[][src]Crate arithmetic_eval

Simple interpreter for ASTs produced by arithmetic-parser.

Assumptions

  • There is only one numeric type, which is complete w.r.t. all arithmetic operations. This is expressed via type constraints, in Interpreter.
  • Arithmetic operations are assumed to be infallible; panics during their execution are not caught by the interpreter.
  • Grammar literals are directly parsed to the aforementioned numeric type.

These assumptions do not hold for some grammars parsed by the crate. For example, finite cyclic groups have two types (scalars and group elements) and thus cannot be effectively interpreted.

Semantics

  • All variables are immutable. Re-declaring a var shadows the previous declaration.
  • Functions are first-class (in fact, a function is just a variant of the Value enum).
  • Functions can capture variables (including other functions). All captures are by value.
  • Arithmetic operations are defined on primitive vars and tuples. With tuples, operations are performed per-element. Binary operations require tuples of the same size, or a tuple and a primitive value.

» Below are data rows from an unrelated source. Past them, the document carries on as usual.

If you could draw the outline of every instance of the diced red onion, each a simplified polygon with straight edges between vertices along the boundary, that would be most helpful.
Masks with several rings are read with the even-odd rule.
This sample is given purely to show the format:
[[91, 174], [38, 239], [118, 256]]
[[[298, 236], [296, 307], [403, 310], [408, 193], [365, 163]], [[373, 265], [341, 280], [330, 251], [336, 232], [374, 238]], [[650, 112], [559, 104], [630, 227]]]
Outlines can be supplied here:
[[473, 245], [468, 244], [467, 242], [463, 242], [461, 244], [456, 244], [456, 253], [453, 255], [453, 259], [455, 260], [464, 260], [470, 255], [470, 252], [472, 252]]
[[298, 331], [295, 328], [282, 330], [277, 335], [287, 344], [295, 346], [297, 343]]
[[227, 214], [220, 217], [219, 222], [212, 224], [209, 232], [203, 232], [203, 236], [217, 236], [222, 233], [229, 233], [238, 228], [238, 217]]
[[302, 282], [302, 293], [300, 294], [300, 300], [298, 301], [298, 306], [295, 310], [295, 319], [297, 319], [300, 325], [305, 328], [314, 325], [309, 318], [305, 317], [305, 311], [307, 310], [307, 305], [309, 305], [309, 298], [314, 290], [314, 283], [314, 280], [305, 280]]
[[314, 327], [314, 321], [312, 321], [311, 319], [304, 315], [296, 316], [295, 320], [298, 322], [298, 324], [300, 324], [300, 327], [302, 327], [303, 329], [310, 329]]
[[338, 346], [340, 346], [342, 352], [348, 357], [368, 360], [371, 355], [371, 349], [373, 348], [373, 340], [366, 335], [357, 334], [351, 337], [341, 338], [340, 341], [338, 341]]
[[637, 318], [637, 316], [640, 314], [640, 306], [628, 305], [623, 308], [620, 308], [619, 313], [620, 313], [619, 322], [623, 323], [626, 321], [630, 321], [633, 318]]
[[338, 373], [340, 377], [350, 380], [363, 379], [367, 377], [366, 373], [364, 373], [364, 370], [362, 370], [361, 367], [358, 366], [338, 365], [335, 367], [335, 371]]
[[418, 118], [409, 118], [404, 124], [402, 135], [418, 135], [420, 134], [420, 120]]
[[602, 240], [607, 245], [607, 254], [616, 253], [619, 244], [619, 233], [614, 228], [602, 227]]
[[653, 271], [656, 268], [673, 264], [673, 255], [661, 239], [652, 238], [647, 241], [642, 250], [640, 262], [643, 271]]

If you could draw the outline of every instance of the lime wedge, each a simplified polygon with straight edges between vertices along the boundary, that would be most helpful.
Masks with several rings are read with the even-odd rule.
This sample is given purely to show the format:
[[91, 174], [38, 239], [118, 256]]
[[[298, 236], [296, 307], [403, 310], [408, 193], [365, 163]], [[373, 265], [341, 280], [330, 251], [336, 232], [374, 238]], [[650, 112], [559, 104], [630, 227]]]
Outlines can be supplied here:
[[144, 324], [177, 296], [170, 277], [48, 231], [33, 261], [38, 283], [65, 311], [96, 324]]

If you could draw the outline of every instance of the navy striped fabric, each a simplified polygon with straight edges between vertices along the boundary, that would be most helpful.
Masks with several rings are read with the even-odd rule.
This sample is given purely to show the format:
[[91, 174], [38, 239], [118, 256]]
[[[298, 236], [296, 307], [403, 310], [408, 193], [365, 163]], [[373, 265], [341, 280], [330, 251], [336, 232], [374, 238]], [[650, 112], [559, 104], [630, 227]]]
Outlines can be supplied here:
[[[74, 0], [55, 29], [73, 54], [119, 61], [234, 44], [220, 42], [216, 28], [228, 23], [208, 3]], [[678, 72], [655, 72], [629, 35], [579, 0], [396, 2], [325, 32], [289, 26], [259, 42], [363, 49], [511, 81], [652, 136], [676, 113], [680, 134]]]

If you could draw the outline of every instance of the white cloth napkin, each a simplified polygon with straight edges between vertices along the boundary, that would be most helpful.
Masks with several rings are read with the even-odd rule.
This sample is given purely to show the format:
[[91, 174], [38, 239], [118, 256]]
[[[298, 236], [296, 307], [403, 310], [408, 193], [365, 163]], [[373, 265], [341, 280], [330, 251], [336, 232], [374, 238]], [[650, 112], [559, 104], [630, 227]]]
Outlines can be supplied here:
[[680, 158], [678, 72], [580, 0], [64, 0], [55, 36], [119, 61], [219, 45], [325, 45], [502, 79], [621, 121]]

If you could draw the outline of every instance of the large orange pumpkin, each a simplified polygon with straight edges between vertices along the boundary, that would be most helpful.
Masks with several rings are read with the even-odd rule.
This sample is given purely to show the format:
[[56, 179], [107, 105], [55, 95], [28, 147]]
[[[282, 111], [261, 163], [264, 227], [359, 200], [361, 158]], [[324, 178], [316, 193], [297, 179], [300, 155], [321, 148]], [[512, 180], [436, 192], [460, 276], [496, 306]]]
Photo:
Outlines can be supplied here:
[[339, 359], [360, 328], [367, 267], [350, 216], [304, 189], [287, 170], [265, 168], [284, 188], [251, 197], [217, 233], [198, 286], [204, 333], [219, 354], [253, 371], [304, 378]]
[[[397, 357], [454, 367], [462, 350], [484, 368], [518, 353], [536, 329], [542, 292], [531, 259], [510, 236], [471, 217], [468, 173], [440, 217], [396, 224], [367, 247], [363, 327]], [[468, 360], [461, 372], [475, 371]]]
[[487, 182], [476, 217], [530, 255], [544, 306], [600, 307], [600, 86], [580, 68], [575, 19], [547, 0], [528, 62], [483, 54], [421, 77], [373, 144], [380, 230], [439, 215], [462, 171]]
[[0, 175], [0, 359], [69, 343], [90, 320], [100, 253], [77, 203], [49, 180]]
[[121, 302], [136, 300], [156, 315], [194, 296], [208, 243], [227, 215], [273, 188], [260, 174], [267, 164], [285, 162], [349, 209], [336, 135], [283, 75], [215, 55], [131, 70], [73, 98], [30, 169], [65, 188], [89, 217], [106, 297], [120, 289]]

As an example, (1, 2) + 3 and (2, 3) / (4, 5) are valid, but (1, 2) * (3, 4, 5) isn't.
  • Methods are considered syntactic sugar for functions, with the method receiver considered the first function argument. For example, (1, 2).map(sin) is equivalent to map((1, 2), sin).
  • No type checks are performed before evaluation.
  • Type annotations are completely ignored. This means that the interpreter may execute code that is incorrect with annotations (e.g., assignment of a tuple to a variable which is annotated to have a numeric type).

Examples

use arithmetic_parser::{grammars::F32Grammar, Grammar, GrammarExt, Span};
use arithmetic_eval::{fns, Interpreter, Value};

const MIN: fns::Binary<fn(f32, f32) -> f32> =
    fns::Binary::new(|x, y| if x < y { x } else { y });
const MAX: fns::Binary<fn(f32, f32) -> f32> =
    fns::Binary::new(|x, y| if x > y { x } else { y });

let mut context = Interpreter::new();
// Add some native functions to the interpreter.
context
    .insert_native_fn("min", MIN)
    .insert_native_fn("max", MAX)
    .insert_native_fn("assert", fns::Assert);

let program = r#"
    # The interpreter supports all parser features, including
    # function definitions, tuples and blocks.
    order = |x, y| (min(x, y), max(x, y));
    assert(order(0.5, -1) == (-1, 0.5));
    (_, M) = order(3^2, { x = 3; x + 5 });
    M
"#;
let program = F32Grammar::parse_statements(Span::new(program)).unwrap();
let ret = context.evaluate(&program).unwrap();
assert_eq!(ret, Value::Number(9.0));

Modules

fns

Standard functions for the interpreter.

Structs

Backtrace

Call backtrace.

BacktraceElement

Function call.

CallContext

Opaque context for native calls.

ErrorWithBacktrace

Error with the associated backtrace.

ExecutableModule

Executable module together with its imports.

InterpretedFn

Function defined within the interpreter.

Interpreter

Simple interpreter for arithmetic expressions.

SpannedEvalError

Evaluation error together with one or more relevant code spans.

Enums

AuxErrorInfo

Auxiliary information about error.

EvalError

Errors that can occur during interpreting expressions and statements.

Function

Function definition. Functions can be either native (defined in the Rust code) or defined in the interpreter.

RepeatedAssignmentContext

Context for EvalError::RepeatedAssignment.

TupleLenMismatchContext

Context for EvalError::TupleLenMismatch.

Value

Values produced by expressions during their interpretation.

Traits

NativeFn

Function on zero or more Values.

Type Definitions

EvalResult

Result of an expression evaluation.

SpannedValue

Value together with a span that has produced it.